The UK Government has published the draft legislation for its new permanent fiscal regime for the North Sea, confirming the structure of the Oil and Gas Revenue Levy (OGRL) that will replace the Energy Profits Levy (EPL) when it ends.

The legislation, published ahead of the next Finance Bill, confirms the OGRL (previously referred to as the OGPM) will come into force when the EPL ends in March 2030, or earlier if the Energy Security Investment Mechanism is triggered.

Under the new regime, upstream oil and gas companies operating in the UK and on the UK Continental Shelf will pay a 35% levy on revenues generated above specified price thresholds during periods of exceptionally high commodity prices. 

For 2026-27, those thresholds are set at $90 a barrel for oil and 90p per therm for gas, with both increasing annually in line with inflation.

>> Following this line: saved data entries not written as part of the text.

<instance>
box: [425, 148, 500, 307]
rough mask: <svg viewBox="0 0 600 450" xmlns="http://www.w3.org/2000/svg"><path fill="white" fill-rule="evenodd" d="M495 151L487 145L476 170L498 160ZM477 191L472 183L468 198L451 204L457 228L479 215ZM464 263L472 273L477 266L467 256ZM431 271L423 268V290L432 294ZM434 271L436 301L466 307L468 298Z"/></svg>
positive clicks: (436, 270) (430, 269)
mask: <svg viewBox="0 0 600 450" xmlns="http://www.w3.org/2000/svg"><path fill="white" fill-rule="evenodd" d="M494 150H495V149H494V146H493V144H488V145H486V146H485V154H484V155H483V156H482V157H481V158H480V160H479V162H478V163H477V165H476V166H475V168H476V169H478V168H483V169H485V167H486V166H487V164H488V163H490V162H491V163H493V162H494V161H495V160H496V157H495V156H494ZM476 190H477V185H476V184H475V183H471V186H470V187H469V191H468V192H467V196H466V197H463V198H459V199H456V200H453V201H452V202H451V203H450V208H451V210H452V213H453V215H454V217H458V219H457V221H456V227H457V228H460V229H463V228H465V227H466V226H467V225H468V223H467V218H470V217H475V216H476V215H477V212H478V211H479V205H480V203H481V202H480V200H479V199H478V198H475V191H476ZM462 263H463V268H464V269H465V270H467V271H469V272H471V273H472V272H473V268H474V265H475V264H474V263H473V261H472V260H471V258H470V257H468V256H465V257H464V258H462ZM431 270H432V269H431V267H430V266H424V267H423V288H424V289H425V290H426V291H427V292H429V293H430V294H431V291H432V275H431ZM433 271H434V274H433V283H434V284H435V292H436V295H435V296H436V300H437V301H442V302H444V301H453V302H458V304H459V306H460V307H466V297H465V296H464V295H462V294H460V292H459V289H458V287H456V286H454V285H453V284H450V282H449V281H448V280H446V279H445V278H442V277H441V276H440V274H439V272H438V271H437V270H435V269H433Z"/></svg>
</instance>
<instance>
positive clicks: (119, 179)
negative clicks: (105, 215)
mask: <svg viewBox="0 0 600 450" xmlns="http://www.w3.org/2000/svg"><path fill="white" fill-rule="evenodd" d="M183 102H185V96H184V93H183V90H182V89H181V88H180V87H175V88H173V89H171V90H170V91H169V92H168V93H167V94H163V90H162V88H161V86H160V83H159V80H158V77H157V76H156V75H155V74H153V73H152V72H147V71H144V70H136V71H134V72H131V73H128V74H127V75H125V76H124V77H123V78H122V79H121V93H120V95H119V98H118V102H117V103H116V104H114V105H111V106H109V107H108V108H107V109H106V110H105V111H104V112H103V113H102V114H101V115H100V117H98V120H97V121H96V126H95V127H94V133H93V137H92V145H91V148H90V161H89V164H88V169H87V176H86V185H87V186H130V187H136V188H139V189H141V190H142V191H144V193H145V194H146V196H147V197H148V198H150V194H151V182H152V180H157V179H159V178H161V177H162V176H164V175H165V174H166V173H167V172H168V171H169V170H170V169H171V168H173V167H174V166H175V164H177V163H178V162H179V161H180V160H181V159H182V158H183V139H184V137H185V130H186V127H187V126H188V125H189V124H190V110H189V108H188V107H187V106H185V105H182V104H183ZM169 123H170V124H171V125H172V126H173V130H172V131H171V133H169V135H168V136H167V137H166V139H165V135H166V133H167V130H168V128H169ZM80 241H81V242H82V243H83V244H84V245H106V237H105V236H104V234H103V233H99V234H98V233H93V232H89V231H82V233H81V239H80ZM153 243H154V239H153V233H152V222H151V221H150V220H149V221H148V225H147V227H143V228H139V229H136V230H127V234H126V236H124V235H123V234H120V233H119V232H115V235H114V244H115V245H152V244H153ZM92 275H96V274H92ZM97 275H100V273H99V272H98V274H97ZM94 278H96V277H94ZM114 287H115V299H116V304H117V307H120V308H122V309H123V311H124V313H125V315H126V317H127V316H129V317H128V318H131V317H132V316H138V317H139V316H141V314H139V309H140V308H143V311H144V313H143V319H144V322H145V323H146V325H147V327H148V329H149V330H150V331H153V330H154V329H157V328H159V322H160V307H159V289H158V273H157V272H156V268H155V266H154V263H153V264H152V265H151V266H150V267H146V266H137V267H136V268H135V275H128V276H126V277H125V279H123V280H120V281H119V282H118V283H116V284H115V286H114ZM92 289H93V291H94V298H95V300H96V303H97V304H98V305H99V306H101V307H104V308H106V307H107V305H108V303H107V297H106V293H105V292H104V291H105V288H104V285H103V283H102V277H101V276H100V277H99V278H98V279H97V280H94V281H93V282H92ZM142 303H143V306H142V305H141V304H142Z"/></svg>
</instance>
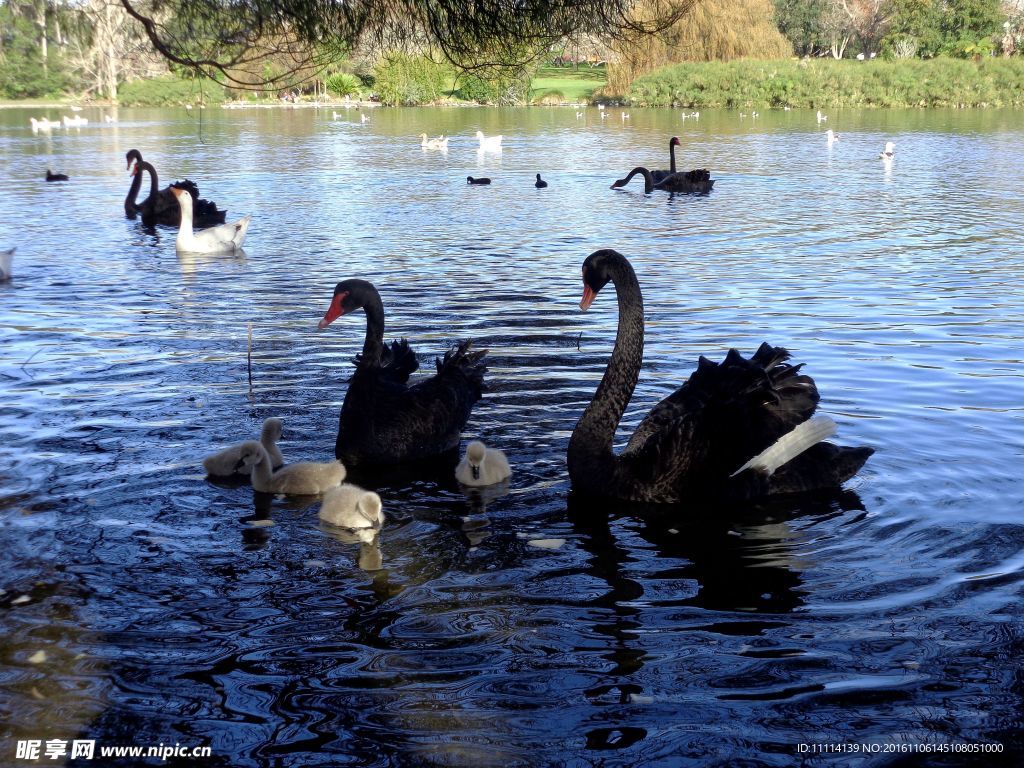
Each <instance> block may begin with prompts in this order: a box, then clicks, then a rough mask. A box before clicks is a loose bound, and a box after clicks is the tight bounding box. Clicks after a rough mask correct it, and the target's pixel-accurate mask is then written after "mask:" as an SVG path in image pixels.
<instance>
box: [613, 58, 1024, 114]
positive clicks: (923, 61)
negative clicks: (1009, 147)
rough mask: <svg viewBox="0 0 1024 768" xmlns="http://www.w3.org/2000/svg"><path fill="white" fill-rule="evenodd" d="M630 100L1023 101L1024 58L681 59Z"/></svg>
mask: <svg viewBox="0 0 1024 768" xmlns="http://www.w3.org/2000/svg"><path fill="white" fill-rule="evenodd" d="M627 98H628V100H629V101H630V102H631V103H633V104H636V105H637V106H703V108H716V106H717V108H741V106H766V108H767V106H796V108H812V109H813V108H819V106H859V108H870V106H904V108H905V106H962V108H968V106H1021V105H1024V58H1021V57H1017V58H983V59H981V60H979V61H973V60H967V59H958V58H931V59H927V60H923V59H894V60H883V59H871V60H866V61H857V60H836V59H825V58H816V59H791V60H782V61H755V60H750V59H739V60H735V61H709V62H699V63H682V65H675V66H673V67H667V68H665V69H663V70H658V71H657V72H652V73H650V74H649V75H644V76H643V77H640V78H638V79H637V80H635V81H634V82H633V85H632V86H630V91H629V93H628V94H627Z"/></svg>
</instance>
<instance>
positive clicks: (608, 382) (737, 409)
mask: <svg viewBox="0 0 1024 768" xmlns="http://www.w3.org/2000/svg"><path fill="white" fill-rule="evenodd" d="M583 283H584V290H583V298H582V300H581V301H580V308H581V309H582V310H584V311H586V310H587V309H589V308H590V307H591V305H592V304H593V303H594V301H595V300H596V299H597V297H598V295H599V293H600V291H601V290H602V289H603V288H604V287H605V286H606V285H607V284H608V283H611V284H612V286H613V288H614V291H615V296H616V299H617V303H618V331H617V333H616V336H615V344H614V349H613V350H612V353H611V359H610V360H609V361H608V366H607V368H606V369H605V372H604V375H603V377H602V379H601V383H600V384H599V385H598V387H597V391H596V392H595V394H594V397H593V399H592V400H591V402H590V404H589V406H587V408H586V410H585V411H584V413H583V415H582V416H581V417H580V421H579V422H578V423H577V425H575V427H574V428H573V430H572V434H571V436H570V438H569V444H568V452H567V457H566V458H567V463H568V472H569V479H570V482H571V485H572V488H573V490H575V492H579V493H581V494H584V495H589V496H599V497H605V498H613V499H621V500H627V501H632V502H645V503H653V504H679V503H680V502H685V501H687V500H691V499H694V498H700V499H716V500H722V501H726V502H740V501H750V500H753V499H759V498H763V497H768V496H773V495H779V494H790V493H802V492H813V490H827V489H836V488H839V487H840V486H841V485H842V483H844V482H845V481H847V480H849V479H850V478H851V477H853V476H854V475H855V474H856V473H857V472H858V471H859V470H860V468H861V467H862V466H863V465H864V463H865V462H866V461H867V459H868V457H870V456H871V454H872V453H873V450H872V449H870V447H864V446H861V447H845V446H840V445H836V444H834V443H830V442H825V441H824V438H825V437H827V436H829V435H830V434H831V433H833V432H834V431H835V424H831V422H830V420H828V419H824V420H822V419H818V420H814V419H813V418H812V417H814V412H815V409H816V408H817V403H818V399H819V395H818V391H817V387H816V386H815V384H814V381H813V380H812V379H811V378H810V377H809V376H807V375H805V374H803V373H802V372H801V369H802V366H794V365H791V364H788V362H787V360H788V359H790V357H791V355H790V352H788V351H787V350H785V349H784V348H782V347H773V346H771V345H769V344H767V343H764V344H762V345H761V346H760V347H759V348H758V350H757V352H755V354H754V355H753V356H752V357H749V358H748V357H743V356H742V355H741V354H740V353H739V352H738V351H737V350H735V349H731V350H729V352H728V354H726V356H725V359H724V361H723V362H721V364H715V362H712V361H711V360H709V359H708V358H706V357H703V356H701V357H700V358H699V360H698V362H697V368H696V371H694V372H693V373H692V374H691V375H690V377H689V378H688V379H687V381H686V382H685V383H684V384H683V385H682V386H681V387H679V389H677V390H676V391H675V392H674V393H673V394H671V395H669V396H668V397H666V398H665V399H664V400H662V401H660V402H659V403H658V404H656V406H655V407H654V408H653V409H652V410H651V411H650V413H649V414H648V415H647V416H646V417H645V418H644V419H643V421H642V422H641V423H640V424H639V426H638V427H637V428H636V431H635V432H634V433H633V436H632V437H631V438H630V440H629V443H628V444H627V446H626V447H625V449H624V450H623V451H622V452H621V453H620V454H615V453H614V452H613V451H612V444H613V441H614V438H615V429H616V428H617V426H618V422H620V420H621V419H622V417H623V414H624V413H625V411H626V408H627V406H628V404H629V401H630V399H631V397H632V395H633V391H634V389H635V388H636V383H637V380H638V379H639V376H640V369H641V366H642V358H643V337H644V306H643V295H642V293H641V290H640V283H639V281H638V280H637V276H636V272H635V271H634V270H633V266H632V264H631V263H630V261H629V260H628V259H627V258H626V257H625V256H624V255H623V254H621V253H618V252H617V251H614V250H611V249H603V250H599V251H595V252H593V253H592V254H590V255H589V256H588V257H587V259H586V260H585V261H584V264H583Z"/></svg>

The Government said the measure is designed to ensure companies continue to pay "their fair share of tax in times of high prices" while providing "a stable and predictable fiscal environment, supporting investment and jobs whilst capturing windfall revenues of energy companies."

You can view the draft legislation in full here.

Ministers have repeatedly stated that the EPL - which has been blamed for thousands of job losses - will come to an end in this parliament.

Energy Minister Michael Shanks told parliament: “We have been really clear that the energy profits levy comes to an end in 2030. We have also put in place what the future of that scheme looks like to provide certainty for the long-term future.”

Chancellor Rachel Reeves also told MPs: “At the Budget, we published our North sea oil and gas plan and provided certainty by announcing that the energy profits levy introduced by the previous Government will end at the end of this Parliament.”

The draft legislation is being published for technical consultation before the Chancellor decides the final contents of the Finance Bill 2026-27 at the next Budget.